When writing the release, you want to answer the questions – who, what, where, when and why. The most important of these questions is the why. Why should someone care about this news?

"For example, if you have acquired a new customer, your announcement can say:

"Acme Print and Marketing Services is pleased to announce that The Big Bank has chosen Acme to handle all of their print production and direct marketing communication needs.  The Big Bank is another example of Acme's expanding role as a leader in providing print and marketing to organizations in the financial services industry.

"The news is that The Big Bank has become a client; the story is that Acme is now becoming a go-to resource for the financial services industry."

My quick response to the above was:  "Caution: Besides the proverbial 5 Ws of journalism that Marion mentions (who, what, where, when & why), you also need to include how and how much? Otherwise, you risk omitting essential context that editors need in order to recognize why your release rates preferential treatment over all the others they reject."

Katherine Tattersfield, Online Marketing Director at PrintFirm.com, replied:  Victoria Gaitskell not exactly sure what you mean? Can you share a specific example? I write press releases regularly, and I'm always looking for ways to improve the copy. We're getting good results, but we can always do better.”
So here’s my expanded response, Katherine: 
To use a really quick, crude example, you might write in your release that (WHO) your company is (WHAT) holding a fundraising event (WHERE) at the Palazzo Hotel in Timbuktu (WHEN) on June 30, 2013 at 7 p.m. (WHY) to raise money to help a vulnerable group of people in your community, thus spotlighting your company as a superior corporate citizen.

But unless you add at least a few more qualifying HOW / HOW MUCH details—such as HOW you'll draw a crowd of donors with the unique and irresistible form of entertainment you’re offering at the event, or the specifics of HOW MUCH more the funds you raise will help the beneficiaries in contrast to the work of other charities, or HOW MUCH larger your fundraising target is than last year because of escalating need in your community--then how do you expect editors to figure out whether or not your news will actually be of use and interest to their readers?

Speaking personally, at least for myself and most of the other editors I know at printing trade publications, both editors and their readers have had it up to here with daily barrages of short, vague, routine, self-serving marketing spiels issued by corporate marketing departments. So while just following the 5 Ws might help you to produce a formally correct press release, it isn’t enough to help you create one that’s dynamic enough to earn you the media coverage you crave. 

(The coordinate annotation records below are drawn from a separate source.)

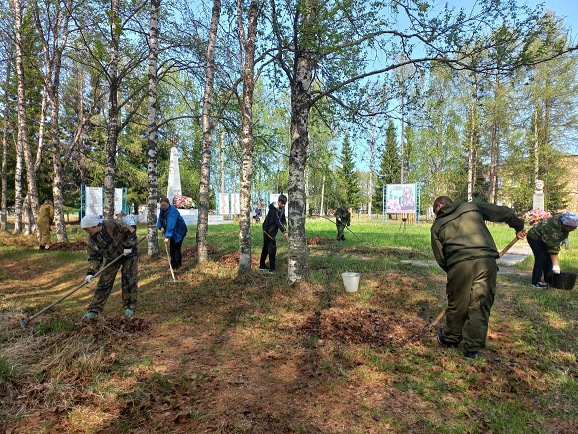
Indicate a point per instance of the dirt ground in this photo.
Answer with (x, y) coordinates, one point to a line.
(247, 354)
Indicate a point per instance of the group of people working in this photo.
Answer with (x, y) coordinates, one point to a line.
(461, 242)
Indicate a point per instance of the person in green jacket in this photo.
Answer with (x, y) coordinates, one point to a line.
(465, 250)
(343, 217)
(544, 239)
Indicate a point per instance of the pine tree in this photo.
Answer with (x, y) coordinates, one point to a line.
(389, 169)
(347, 176)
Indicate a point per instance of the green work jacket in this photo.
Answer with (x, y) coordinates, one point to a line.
(459, 232)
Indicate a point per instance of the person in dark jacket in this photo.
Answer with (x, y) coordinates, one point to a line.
(544, 238)
(45, 218)
(274, 221)
(465, 250)
(173, 227)
(342, 219)
(108, 240)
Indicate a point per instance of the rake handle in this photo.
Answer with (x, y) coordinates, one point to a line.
(170, 265)
(24, 322)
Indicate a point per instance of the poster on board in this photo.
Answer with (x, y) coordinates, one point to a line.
(400, 198)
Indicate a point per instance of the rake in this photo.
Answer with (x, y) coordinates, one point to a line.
(24, 322)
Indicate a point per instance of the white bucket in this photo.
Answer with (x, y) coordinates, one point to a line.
(351, 281)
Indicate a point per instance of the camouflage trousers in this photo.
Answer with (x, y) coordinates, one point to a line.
(44, 232)
(340, 229)
(471, 288)
(106, 281)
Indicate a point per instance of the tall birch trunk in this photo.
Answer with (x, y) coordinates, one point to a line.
(300, 105)
(18, 188)
(111, 142)
(41, 128)
(471, 153)
(4, 203)
(494, 146)
(247, 136)
(536, 146)
(402, 136)
(153, 180)
(372, 141)
(321, 210)
(205, 175)
(22, 123)
(53, 64)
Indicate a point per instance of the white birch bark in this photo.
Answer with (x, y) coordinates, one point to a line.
(300, 106)
(205, 172)
(153, 181)
(22, 122)
(111, 142)
(372, 141)
(4, 203)
(53, 62)
(247, 134)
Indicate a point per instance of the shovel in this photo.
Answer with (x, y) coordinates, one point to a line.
(24, 322)
(443, 312)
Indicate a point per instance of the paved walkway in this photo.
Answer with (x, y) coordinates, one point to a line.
(516, 254)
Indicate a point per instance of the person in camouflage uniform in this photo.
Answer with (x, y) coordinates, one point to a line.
(343, 218)
(544, 238)
(465, 250)
(107, 241)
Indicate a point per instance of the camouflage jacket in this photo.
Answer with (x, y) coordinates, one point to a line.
(550, 232)
(109, 243)
(459, 232)
(344, 216)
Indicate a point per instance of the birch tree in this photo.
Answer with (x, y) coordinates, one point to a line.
(23, 139)
(247, 146)
(3, 204)
(54, 41)
(152, 236)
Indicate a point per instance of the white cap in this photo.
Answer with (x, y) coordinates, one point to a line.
(89, 221)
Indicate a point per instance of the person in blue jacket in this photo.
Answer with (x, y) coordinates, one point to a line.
(173, 228)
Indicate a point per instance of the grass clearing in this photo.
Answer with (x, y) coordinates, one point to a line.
(242, 354)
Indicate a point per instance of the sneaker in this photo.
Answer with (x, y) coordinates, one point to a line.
(442, 341)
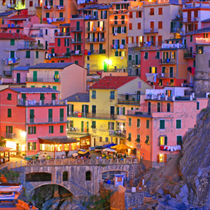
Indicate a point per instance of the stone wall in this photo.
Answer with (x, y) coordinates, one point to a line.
(77, 183)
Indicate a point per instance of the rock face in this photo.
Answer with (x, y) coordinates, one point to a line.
(194, 164)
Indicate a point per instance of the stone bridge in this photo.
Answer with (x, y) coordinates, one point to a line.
(80, 177)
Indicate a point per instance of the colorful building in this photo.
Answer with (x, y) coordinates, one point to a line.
(101, 113)
(68, 78)
(31, 118)
(156, 130)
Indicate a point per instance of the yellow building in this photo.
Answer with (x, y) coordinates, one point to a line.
(99, 117)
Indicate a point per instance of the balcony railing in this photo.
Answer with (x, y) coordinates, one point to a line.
(46, 120)
(62, 34)
(9, 135)
(95, 40)
(74, 29)
(150, 30)
(121, 101)
(31, 47)
(76, 40)
(33, 102)
(10, 61)
(117, 133)
(167, 61)
(31, 79)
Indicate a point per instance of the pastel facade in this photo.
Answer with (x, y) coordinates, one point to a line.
(158, 128)
(68, 78)
(29, 114)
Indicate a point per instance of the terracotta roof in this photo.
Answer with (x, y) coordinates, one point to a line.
(111, 82)
(15, 36)
(20, 17)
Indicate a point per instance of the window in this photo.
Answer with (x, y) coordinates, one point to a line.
(32, 130)
(129, 121)
(146, 55)
(147, 124)
(151, 11)
(179, 140)
(28, 54)
(9, 96)
(178, 124)
(93, 124)
(32, 146)
(160, 11)
(88, 176)
(12, 42)
(61, 128)
(147, 140)
(198, 105)
(50, 129)
(138, 138)
(138, 123)
(111, 94)
(65, 176)
(163, 140)
(162, 124)
(160, 24)
(130, 57)
(9, 113)
(93, 94)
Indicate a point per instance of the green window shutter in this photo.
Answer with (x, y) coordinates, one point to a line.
(61, 128)
(9, 113)
(166, 140)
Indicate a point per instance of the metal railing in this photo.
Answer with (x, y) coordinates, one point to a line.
(36, 120)
(22, 102)
(96, 40)
(31, 79)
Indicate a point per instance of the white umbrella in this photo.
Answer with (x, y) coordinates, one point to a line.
(109, 150)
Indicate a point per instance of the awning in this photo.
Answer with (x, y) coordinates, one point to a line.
(64, 140)
(77, 135)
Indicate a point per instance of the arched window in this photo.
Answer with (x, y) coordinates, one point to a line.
(65, 176)
(88, 175)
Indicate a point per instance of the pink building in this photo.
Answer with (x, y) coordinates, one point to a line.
(33, 120)
(19, 23)
(157, 129)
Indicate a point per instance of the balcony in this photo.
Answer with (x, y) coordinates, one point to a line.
(97, 29)
(76, 52)
(203, 41)
(31, 47)
(150, 30)
(189, 55)
(115, 46)
(62, 34)
(9, 135)
(88, 40)
(59, 7)
(132, 102)
(46, 120)
(167, 61)
(11, 61)
(117, 133)
(76, 29)
(33, 102)
(50, 7)
(76, 41)
(31, 79)
(7, 73)
(118, 12)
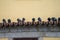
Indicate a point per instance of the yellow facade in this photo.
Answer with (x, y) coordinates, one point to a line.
(29, 8)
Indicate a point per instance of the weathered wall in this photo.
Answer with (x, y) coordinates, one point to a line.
(29, 8)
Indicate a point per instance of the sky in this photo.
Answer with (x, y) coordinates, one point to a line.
(13, 9)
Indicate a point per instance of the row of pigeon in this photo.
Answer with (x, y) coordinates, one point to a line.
(50, 22)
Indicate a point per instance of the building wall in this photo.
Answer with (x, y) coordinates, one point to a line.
(3, 38)
(29, 8)
(50, 38)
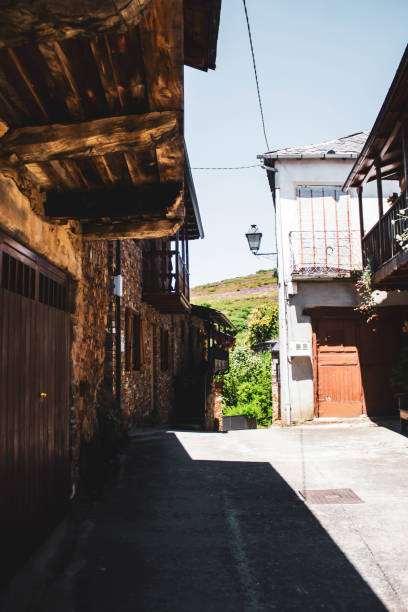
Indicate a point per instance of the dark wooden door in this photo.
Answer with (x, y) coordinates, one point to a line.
(34, 400)
(339, 385)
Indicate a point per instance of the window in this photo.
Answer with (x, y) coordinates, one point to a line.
(164, 349)
(134, 341)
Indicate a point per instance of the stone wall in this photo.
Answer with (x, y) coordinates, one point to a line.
(146, 396)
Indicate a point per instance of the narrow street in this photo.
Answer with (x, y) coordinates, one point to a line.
(202, 521)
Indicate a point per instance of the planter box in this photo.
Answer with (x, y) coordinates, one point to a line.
(237, 421)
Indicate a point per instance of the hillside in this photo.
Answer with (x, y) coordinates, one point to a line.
(236, 297)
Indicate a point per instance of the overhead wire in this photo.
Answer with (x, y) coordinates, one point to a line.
(260, 107)
(256, 74)
(228, 167)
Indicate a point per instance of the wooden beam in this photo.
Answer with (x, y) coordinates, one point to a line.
(162, 40)
(30, 145)
(124, 201)
(360, 210)
(27, 21)
(143, 229)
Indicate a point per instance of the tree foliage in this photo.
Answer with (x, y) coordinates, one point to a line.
(247, 386)
(263, 323)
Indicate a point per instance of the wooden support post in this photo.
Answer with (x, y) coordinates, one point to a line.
(380, 213)
(360, 209)
(404, 158)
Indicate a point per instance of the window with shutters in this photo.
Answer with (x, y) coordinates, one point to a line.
(164, 349)
(134, 341)
(325, 243)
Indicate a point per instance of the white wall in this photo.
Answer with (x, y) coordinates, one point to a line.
(293, 173)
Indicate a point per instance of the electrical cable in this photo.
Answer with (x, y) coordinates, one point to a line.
(228, 168)
(256, 74)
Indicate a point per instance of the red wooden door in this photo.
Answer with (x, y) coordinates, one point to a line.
(34, 401)
(339, 385)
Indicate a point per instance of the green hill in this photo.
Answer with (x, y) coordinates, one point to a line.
(236, 297)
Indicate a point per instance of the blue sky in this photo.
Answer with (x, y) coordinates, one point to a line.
(324, 68)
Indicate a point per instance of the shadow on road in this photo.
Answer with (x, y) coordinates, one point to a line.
(184, 535)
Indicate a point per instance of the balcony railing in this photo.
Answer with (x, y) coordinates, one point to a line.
(165, 279)
(380, 244)
(323, 254)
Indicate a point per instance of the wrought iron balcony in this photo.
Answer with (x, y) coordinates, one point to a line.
(380, 244)
(166, 281)
(325, 254)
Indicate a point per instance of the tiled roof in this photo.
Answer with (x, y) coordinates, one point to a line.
(348, 146)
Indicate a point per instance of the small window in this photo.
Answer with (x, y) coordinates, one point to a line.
(164, 349)
(18, 277)
(134, 341)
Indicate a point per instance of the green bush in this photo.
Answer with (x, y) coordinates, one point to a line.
(263, 323)
(247, 386)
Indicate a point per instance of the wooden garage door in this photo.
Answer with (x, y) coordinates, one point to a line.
(34, 400)
(339, 386)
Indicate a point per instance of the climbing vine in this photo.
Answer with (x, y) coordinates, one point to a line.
(364, 288)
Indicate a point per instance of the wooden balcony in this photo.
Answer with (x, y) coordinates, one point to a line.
(166, 281)
(324, 254)
(382, 250)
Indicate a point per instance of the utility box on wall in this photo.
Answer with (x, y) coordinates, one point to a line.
(300, 349)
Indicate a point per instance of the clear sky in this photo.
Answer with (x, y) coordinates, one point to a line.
(324, 68)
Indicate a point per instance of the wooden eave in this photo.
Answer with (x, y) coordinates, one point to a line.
(94, 112)
(193, 225)
(201, 25)
(168, 303)
(383, 149)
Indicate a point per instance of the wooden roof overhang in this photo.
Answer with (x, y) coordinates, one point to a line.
(383, 148)
(92, 105)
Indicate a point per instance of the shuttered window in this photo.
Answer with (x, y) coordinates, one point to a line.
(134, 341)
(164, 349)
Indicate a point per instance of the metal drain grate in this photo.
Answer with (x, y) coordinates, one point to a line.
(330, 496)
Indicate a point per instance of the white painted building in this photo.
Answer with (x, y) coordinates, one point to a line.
(324, 349)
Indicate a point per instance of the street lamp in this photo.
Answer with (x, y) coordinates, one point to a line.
(254, 237)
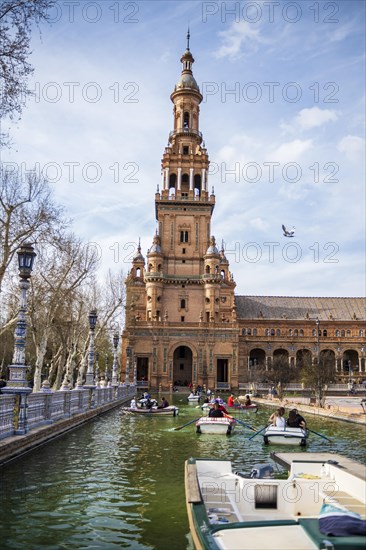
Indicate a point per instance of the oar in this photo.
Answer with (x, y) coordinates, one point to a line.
(240, 422)
(188, 423)
(320, 435)
(251, 437)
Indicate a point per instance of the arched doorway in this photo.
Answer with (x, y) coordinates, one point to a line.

Odds are that only experienced professional writers know how to cram as much information as I’m suggesting into a release that will still be interesting, newsworthy, and short enough to grab an editor’s attention--because length seriously matters as much as content, angle, and style.  (Unfortunately lack of time and space prevents me from discussing these other considerations here.)

Generally speaking, to obtain the best results, the task of writing effective press releases should probably be left to experts, because when it comes to media production, no one on either end of a press release can afford the time to futz around.

That's also why it's not just commendable but also a really practical idea to hone your press-release-writing skills as much as you can.